Hospital da Mulher garante saúde de mães e bebês

Créditos à Charline Fonseca, do Núcleo Intranet

Padecer no paraíso nem sempre é realidade para as mães, mesmo porque muitas delas encontram as primeiras dificuldades antes mesmo da chegada de seus filhos. Mas há um mês, gestantes de todo o estado contam com serviço específico para gestação de alto risco no Hospital da Mulher Heloneida Studart, em São João de Meriti, na Baixada Fluminense.

Um dos mais completos centros maternos e neonatais do Rio de Janeiro, com equipamentos de última geração e profissionais capacitados diariamente, o centro é referência no atendimento da gravidez de média e alta complexidade. Pacientes com pressão alta, diabetes ou problemas de tireóide e coração são encaminhadas por postos de saúde e hospitais públicos, por meio da Central de Regulação do Estado, que agenda as consultas no hospital.

Além de acompanhamento integral no período gestacional, desde o pré-natal até o puerpério (período pós-parto), as futuras mães contam com estrutura neonatal completa, lactário, serviço ambulatorial de Ginecologia, Mastologia, Diagnóstico por imagem, Cardiologia, Endocrinologia e Odontologia, além de consultas de Serviço Social, Psicologia e Fonoaudiologia. Mulheres vítimas de violência sexual e doméstica e adolescentes grávidas, a partir de 12 anos, também têm setores exclusivos.

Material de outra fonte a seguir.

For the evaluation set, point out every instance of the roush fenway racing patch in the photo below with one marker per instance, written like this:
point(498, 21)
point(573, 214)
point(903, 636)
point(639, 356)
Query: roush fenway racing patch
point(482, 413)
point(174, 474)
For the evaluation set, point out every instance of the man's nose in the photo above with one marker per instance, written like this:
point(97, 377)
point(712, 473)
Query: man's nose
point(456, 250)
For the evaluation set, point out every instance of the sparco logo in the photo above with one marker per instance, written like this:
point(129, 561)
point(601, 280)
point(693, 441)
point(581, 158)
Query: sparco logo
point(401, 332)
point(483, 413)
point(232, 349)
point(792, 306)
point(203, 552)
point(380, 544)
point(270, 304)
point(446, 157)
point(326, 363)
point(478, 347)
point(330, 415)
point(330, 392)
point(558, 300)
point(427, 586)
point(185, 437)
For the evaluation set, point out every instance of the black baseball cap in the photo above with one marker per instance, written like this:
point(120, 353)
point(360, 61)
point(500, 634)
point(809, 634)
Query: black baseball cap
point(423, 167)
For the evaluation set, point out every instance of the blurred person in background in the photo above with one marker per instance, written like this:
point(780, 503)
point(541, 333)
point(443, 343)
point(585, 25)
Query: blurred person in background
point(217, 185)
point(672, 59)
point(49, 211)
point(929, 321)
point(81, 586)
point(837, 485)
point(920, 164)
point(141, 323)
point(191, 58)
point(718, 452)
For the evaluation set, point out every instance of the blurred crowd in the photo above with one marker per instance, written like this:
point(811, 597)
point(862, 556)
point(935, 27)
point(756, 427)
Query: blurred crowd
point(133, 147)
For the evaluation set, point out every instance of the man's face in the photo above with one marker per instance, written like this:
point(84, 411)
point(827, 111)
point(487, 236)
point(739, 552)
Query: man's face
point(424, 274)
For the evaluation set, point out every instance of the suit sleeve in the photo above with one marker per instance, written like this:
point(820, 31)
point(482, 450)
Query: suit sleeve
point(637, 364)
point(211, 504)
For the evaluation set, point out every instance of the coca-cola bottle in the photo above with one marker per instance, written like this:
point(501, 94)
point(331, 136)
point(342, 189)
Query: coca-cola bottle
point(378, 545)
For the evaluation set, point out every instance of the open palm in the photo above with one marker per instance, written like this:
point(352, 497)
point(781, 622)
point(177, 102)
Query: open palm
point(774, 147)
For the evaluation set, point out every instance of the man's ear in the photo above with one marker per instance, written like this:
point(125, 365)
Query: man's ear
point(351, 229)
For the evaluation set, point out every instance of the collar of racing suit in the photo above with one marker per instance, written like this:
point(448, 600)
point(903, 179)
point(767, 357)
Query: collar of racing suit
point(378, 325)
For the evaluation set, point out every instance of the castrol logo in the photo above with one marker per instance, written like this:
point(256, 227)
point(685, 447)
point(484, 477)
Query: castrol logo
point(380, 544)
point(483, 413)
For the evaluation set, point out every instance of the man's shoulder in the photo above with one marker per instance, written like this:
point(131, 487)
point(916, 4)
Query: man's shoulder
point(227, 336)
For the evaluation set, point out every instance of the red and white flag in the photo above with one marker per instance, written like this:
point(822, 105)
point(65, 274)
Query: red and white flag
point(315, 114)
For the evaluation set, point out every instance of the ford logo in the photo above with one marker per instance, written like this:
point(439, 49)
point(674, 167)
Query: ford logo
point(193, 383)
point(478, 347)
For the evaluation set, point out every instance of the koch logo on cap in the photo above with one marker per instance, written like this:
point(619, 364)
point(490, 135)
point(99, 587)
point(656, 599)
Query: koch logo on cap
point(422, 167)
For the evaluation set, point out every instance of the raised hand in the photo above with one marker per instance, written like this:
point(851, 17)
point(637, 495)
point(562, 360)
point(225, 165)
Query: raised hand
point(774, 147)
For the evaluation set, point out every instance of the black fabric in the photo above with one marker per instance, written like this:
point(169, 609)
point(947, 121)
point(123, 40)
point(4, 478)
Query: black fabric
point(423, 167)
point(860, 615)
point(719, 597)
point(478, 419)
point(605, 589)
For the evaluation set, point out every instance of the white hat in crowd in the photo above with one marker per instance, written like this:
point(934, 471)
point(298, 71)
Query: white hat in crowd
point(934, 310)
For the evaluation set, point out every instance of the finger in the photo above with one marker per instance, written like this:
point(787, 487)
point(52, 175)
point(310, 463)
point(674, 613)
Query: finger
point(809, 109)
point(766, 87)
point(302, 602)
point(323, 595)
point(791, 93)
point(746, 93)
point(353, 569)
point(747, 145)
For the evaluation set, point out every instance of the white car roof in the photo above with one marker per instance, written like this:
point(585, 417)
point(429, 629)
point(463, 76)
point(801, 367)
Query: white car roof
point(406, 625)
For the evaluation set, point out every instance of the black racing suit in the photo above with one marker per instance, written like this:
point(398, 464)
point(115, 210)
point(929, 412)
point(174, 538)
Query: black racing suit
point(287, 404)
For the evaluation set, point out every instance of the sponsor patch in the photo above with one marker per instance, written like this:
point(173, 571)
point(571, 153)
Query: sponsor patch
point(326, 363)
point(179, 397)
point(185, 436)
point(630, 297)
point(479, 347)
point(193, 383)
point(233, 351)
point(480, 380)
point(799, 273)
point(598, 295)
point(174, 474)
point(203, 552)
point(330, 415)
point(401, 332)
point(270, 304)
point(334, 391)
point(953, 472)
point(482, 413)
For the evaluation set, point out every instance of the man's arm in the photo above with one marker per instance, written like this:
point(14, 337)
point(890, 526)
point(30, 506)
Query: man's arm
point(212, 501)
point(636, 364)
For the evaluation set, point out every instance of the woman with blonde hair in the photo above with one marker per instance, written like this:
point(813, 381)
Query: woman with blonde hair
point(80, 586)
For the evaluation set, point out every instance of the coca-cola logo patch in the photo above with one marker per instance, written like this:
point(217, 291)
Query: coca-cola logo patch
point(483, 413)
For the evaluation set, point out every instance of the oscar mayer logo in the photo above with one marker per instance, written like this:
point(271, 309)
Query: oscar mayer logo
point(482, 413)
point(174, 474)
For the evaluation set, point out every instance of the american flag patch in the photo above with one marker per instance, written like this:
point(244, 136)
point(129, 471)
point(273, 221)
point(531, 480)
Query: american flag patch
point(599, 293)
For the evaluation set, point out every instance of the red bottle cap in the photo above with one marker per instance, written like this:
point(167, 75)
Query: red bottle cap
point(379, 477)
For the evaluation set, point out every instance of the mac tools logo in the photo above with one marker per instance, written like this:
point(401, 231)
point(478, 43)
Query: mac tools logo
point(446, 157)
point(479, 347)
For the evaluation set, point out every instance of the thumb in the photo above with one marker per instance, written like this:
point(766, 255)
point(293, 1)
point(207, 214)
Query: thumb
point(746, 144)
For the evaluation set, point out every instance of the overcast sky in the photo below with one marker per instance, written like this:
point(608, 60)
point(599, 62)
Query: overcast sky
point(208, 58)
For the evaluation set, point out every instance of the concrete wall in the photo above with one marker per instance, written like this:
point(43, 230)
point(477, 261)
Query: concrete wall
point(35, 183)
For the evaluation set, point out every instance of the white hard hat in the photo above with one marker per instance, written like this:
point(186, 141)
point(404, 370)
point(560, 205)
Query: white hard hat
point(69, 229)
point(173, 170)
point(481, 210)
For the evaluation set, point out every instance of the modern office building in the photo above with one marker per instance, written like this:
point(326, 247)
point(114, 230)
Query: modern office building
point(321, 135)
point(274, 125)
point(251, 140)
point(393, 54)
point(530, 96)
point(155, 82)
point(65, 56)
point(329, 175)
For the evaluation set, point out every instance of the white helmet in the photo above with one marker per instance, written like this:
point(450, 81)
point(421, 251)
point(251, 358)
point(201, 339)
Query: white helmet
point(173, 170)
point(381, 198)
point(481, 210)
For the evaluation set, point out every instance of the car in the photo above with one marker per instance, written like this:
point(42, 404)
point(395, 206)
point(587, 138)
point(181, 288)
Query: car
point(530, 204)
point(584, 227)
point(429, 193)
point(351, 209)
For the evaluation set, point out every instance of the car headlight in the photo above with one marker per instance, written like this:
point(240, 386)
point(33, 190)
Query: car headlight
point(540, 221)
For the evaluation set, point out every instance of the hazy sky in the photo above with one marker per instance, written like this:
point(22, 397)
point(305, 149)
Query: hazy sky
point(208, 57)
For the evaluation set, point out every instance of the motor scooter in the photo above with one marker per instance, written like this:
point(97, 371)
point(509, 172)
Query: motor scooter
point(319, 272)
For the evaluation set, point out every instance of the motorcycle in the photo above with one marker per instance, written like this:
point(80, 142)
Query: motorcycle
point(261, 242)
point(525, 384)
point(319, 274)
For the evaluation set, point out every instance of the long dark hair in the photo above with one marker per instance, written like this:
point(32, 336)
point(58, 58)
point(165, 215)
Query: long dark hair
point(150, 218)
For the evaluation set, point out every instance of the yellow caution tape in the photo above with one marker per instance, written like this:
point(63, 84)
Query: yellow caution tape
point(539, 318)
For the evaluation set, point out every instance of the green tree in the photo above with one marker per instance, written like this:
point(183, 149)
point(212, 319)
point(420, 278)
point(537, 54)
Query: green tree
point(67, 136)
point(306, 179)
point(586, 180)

- Oferecemos exames de mastologia, mamografia, ultrassonografia, entre outros, para monitorar o quadro completo da gestante. O Serviço Social detecta as condições de vida da mãe e da família, orientando sobre problemas que possam intervir diretamente no tratamento do bebê. Mulheres com contra-indicação absoluta de gestação futura - por risco de óbito, má formação fetal ou parto muito prematuro - são encaminhadas para o Planejamento Familiar, responsável pelo esclarecimento sobre métodos contraceptivos. Se necessário, realizamos alguns procedimentos, como a laqueadura tubária, desde que a paciente se encaixe no perfil estabelecido pelo Ministério da Saúde – afirma a diretora médica do Hospital da Mulher, a pediatra intensivista Nilene Alvim.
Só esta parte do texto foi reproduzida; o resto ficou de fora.